May 13 - Research in Progress
Title: “Cognitive Radio: Its Promises and Challenges”
Tad Ghirmai, Ph.D.
LB1-205
4:00p - 5:00p
Abstract: Cognitive Radio is a technology that aims to address the spectrum scarcity problem facing many countries. Traditional spectrum assignment has been based on fixed spectrum access policy in which licensed users are allocated a dedicated bandwidth. The explosion of new wireless services in the last two decades has resulted in spectrum scarcity because most of the available spectrum has been allocated. However, recent studies showed that a large portion of the licensed spectrum is underutilized, and the spectrum scarcity problem is mainly a result of inefficient spectrum allocation policy. To address the problem, therefore, a dynamic spectrum access policy (DSA) is proposed. DSA allows access to a spectrum by unlicensed (secondary) users in a manner that would not compromise the operations of the licensed (primary) user.
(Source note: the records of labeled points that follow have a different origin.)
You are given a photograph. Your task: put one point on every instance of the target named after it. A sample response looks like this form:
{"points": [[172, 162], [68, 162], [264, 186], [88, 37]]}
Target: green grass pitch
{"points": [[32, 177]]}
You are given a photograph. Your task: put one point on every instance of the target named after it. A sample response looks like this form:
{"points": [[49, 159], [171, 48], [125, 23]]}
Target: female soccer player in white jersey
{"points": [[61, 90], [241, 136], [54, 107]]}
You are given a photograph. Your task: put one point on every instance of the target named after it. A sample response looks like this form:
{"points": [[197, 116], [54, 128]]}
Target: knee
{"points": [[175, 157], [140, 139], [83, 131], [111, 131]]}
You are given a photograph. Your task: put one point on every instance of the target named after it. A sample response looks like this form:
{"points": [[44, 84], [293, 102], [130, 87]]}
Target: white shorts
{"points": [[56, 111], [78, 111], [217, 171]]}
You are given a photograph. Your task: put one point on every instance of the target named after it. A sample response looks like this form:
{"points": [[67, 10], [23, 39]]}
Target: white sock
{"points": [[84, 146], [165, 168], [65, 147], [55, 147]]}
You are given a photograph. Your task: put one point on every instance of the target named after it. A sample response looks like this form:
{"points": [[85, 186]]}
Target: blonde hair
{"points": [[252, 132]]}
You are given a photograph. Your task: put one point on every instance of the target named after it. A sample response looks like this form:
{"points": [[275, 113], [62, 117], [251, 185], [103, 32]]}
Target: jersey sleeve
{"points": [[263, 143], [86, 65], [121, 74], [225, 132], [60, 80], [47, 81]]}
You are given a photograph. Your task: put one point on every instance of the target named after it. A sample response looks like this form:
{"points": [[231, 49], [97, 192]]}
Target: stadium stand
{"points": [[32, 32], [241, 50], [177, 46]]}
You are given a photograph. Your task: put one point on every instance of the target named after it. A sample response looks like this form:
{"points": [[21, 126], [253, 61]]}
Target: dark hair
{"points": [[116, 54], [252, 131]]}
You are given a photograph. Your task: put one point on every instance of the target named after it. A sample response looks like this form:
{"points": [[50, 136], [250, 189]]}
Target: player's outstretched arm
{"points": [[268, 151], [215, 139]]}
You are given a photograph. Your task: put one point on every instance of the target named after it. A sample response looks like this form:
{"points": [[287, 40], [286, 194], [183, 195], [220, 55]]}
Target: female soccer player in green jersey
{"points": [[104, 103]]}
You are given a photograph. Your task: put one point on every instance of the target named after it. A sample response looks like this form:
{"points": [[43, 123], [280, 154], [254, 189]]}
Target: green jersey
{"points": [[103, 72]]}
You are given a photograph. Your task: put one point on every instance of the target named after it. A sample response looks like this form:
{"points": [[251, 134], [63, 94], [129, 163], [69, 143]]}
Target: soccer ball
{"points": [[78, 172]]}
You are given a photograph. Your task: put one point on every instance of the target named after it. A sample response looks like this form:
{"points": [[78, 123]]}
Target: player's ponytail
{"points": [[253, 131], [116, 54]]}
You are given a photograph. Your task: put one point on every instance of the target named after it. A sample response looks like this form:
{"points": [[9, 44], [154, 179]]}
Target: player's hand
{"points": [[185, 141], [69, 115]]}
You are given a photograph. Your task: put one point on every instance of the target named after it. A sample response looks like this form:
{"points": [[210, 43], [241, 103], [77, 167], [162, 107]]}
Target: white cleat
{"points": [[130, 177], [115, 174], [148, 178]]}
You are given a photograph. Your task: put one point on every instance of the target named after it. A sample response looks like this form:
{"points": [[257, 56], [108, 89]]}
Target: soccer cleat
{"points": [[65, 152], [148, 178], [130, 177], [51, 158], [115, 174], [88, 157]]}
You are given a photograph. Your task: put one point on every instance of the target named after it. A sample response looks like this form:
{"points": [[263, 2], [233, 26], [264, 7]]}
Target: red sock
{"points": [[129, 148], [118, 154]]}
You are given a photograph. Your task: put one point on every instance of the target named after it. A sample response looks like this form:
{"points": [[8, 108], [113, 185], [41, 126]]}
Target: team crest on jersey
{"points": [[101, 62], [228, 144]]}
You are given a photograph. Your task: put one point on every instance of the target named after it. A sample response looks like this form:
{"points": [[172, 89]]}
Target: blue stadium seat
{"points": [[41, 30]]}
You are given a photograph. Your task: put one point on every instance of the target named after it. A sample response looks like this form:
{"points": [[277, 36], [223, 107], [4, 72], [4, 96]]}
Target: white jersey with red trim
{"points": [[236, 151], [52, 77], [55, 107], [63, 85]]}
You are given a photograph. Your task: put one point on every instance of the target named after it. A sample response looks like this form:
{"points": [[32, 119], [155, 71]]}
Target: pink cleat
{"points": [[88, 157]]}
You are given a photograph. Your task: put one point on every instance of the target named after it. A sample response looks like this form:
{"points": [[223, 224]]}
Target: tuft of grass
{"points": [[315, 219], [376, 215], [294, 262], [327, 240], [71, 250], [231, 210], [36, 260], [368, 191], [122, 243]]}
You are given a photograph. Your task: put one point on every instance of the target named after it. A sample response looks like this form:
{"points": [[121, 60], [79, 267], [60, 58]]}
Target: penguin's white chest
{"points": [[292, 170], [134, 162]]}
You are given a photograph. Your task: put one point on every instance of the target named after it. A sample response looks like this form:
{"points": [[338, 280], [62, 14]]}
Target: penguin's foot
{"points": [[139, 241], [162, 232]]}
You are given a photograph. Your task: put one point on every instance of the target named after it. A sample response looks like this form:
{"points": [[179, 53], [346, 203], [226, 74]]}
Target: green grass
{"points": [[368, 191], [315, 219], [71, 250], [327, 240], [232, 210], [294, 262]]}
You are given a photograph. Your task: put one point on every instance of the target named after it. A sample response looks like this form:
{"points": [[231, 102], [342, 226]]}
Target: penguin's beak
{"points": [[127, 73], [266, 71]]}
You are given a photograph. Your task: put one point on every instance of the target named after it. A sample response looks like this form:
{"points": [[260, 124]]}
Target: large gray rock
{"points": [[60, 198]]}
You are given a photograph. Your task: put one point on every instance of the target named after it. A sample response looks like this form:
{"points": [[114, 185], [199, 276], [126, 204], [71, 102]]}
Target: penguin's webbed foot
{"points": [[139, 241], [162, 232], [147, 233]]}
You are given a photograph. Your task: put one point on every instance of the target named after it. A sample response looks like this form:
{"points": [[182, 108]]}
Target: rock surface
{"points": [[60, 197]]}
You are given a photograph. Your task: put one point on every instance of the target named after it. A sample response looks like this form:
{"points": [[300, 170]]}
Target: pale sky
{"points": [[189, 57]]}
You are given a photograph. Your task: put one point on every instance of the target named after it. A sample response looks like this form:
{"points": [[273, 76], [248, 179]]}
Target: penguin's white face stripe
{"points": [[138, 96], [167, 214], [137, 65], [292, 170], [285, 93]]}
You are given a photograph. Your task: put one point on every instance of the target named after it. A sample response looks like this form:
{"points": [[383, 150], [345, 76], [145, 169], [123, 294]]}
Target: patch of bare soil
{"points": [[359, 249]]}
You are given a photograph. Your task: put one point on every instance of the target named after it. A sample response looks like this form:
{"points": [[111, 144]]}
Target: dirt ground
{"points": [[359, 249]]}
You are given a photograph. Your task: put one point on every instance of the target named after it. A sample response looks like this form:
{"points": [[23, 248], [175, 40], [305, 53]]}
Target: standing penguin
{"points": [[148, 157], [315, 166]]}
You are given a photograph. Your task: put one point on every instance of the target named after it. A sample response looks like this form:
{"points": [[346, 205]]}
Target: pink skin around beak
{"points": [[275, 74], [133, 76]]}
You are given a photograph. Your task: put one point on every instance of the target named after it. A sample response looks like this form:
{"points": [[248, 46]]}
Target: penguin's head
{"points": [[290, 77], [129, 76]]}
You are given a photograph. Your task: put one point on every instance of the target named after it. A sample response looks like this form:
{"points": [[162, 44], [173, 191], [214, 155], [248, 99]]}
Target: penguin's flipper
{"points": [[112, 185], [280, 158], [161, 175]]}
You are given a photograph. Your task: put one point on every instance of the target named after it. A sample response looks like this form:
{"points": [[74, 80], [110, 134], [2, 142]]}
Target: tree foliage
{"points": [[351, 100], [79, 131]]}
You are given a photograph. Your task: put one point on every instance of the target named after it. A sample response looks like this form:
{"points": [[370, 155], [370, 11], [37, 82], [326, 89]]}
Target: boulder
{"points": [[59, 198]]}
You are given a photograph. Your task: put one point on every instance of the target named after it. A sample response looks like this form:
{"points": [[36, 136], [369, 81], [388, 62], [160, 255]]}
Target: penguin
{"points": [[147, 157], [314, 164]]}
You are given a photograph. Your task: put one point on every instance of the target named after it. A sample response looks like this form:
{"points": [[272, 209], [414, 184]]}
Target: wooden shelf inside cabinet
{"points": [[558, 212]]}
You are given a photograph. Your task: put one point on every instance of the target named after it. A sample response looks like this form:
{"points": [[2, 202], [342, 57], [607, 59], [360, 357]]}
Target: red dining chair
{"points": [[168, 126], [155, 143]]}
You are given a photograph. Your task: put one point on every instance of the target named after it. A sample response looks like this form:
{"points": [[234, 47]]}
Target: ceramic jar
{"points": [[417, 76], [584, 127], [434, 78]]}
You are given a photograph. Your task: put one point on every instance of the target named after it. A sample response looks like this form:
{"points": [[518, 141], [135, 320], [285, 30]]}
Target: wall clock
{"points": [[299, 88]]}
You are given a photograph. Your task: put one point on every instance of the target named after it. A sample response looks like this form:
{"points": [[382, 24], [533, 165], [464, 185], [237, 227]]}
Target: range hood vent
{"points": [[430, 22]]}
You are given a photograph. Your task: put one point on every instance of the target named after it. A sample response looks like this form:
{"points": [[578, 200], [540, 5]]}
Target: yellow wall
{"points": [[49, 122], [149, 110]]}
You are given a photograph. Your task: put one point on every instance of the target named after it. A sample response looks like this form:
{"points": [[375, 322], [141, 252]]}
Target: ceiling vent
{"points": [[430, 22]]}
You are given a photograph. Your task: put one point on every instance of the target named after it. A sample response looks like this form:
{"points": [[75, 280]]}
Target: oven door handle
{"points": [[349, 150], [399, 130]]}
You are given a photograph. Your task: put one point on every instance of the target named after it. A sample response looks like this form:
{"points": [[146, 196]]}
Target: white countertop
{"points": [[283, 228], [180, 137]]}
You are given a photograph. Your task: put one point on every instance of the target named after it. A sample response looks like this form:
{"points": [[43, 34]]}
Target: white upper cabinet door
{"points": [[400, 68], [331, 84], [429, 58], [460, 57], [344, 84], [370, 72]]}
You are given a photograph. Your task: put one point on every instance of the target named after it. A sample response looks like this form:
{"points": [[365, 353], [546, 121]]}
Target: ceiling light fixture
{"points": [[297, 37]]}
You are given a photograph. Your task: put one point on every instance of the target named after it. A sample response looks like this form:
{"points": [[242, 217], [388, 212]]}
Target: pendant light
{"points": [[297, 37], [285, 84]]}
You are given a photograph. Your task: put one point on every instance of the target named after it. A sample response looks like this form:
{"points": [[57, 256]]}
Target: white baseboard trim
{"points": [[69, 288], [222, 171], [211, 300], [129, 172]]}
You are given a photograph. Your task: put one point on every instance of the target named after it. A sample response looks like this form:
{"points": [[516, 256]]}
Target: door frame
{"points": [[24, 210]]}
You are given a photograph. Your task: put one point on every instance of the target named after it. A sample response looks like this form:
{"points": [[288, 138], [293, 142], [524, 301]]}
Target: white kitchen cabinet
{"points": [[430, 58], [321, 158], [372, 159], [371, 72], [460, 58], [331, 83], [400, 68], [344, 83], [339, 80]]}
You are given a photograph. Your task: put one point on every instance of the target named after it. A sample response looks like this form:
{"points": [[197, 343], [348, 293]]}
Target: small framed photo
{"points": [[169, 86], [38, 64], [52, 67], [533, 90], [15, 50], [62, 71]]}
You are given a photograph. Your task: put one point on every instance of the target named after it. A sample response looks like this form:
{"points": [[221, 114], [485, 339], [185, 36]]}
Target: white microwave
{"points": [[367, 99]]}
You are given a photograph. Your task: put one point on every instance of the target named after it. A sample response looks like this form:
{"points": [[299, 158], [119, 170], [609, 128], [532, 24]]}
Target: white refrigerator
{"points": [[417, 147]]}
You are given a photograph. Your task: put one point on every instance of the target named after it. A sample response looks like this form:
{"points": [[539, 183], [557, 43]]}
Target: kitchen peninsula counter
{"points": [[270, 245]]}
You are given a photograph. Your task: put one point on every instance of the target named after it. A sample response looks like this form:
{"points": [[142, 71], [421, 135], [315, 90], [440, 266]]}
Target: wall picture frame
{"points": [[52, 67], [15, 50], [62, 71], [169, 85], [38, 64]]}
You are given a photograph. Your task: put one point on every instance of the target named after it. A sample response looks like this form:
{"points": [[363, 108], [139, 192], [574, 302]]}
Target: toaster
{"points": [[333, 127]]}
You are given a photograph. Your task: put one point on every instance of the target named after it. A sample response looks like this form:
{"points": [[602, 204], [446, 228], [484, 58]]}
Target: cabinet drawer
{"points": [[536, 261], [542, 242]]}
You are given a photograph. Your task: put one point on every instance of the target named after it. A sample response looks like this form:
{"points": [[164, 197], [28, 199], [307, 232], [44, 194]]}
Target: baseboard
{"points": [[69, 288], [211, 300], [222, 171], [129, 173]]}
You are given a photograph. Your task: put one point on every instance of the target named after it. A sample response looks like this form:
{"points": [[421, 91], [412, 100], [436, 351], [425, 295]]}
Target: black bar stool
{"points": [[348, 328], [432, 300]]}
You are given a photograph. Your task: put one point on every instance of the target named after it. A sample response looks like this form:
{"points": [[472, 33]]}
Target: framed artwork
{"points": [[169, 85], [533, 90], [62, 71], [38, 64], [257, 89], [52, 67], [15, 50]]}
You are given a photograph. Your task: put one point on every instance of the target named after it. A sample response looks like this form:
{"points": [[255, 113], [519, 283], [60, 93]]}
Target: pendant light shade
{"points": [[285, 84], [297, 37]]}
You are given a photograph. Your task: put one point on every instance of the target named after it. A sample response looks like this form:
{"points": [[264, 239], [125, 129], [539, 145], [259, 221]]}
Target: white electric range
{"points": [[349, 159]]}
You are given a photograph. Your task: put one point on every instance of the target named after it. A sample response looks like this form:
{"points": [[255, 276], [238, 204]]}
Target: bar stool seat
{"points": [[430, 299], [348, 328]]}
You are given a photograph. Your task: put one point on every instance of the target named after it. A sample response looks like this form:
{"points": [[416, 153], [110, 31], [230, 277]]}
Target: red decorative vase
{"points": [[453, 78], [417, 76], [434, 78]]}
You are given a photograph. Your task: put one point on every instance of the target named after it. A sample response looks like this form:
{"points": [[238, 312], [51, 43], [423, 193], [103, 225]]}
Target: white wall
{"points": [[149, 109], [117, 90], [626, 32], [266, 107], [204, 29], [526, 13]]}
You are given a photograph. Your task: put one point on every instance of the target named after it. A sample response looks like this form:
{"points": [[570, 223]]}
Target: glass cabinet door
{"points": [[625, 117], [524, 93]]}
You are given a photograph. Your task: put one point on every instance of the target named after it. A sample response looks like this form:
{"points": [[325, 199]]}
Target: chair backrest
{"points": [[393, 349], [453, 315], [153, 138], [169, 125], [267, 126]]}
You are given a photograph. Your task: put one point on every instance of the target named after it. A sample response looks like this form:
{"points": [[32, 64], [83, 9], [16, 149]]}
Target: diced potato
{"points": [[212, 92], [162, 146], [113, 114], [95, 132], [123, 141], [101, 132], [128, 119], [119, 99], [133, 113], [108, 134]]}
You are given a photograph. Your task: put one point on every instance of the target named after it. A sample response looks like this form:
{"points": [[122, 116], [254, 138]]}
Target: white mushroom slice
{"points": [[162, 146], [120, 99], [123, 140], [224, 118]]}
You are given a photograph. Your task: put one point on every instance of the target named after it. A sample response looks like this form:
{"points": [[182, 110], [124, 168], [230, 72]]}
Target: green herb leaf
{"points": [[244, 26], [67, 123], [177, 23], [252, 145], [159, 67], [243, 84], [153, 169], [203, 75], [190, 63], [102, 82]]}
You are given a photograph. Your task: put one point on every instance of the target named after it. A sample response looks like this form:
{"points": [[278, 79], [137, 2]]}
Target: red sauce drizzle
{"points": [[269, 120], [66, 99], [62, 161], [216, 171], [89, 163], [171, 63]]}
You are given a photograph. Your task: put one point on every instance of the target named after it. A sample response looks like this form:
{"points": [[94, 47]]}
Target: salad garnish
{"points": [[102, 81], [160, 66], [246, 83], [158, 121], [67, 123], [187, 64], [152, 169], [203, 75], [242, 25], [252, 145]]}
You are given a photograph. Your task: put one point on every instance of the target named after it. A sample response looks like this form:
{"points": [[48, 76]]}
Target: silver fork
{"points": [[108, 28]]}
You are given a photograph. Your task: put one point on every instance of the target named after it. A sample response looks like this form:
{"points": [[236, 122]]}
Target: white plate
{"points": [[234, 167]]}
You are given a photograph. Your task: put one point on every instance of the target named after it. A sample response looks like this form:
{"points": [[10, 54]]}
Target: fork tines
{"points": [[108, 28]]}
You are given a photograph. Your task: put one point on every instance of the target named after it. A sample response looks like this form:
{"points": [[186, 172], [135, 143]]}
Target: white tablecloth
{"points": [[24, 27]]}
Cognitive radio promises to realize dynamic spectrum access policy by designing radios that intelligently detect unused spectrum and change their transmission parameters to adapt to the new environment. However, designing a truly cognitive radio is challenging. This presentation provides an overview of the challenges in the design of cognitive radio from signal processing perspective.
May 21 - Research in Progress
!! NEW TITLE !! “Desperate Women and Lonely Hearts: Moving From the Study of Interventions for, to the Study of Discourses about Women with Incarcerated Partners”
Cheryl Cooke, Ph.D.
LB1-205
4:00p - 5:00p
Abstract: Some of the historical discourses about nurses were that we were witches and whores, discrediting us as healers. While social understanding about who nurses are and what we do has changed over time, there are other populations of women about whom we can learn based on the social discourses about them. Understanding these discourses can offer important information about a group's assigned place in society, and the people who assign them. In my research, I study the population of women who are in relationships with incarcerated men. The majority of these women and men are low income, poorly educated, and many are of Color. My prior work was focused on studying this population of women in order to design appropriate interventions. However, I have come to realize
that looking for specific interventions cannot occur outside the set of social discourses about these women that shape their experiences, behaviors, and abilities to act in their own best interest. Working from a critical, feminist perspective, my research is now moving away from developing specialized interventions and towards a more nuanced
understanding the broader social discourses that impact these women's abilities to act. I believe that prior to developing any comprehensive intervention, as researchers our understanding needs to take into account the broader social contexts that are at play. In this talk, I will describe both the micro level, individual experiences among this population, as well as the macro, group level at which these women's experiences and identities are presented in society.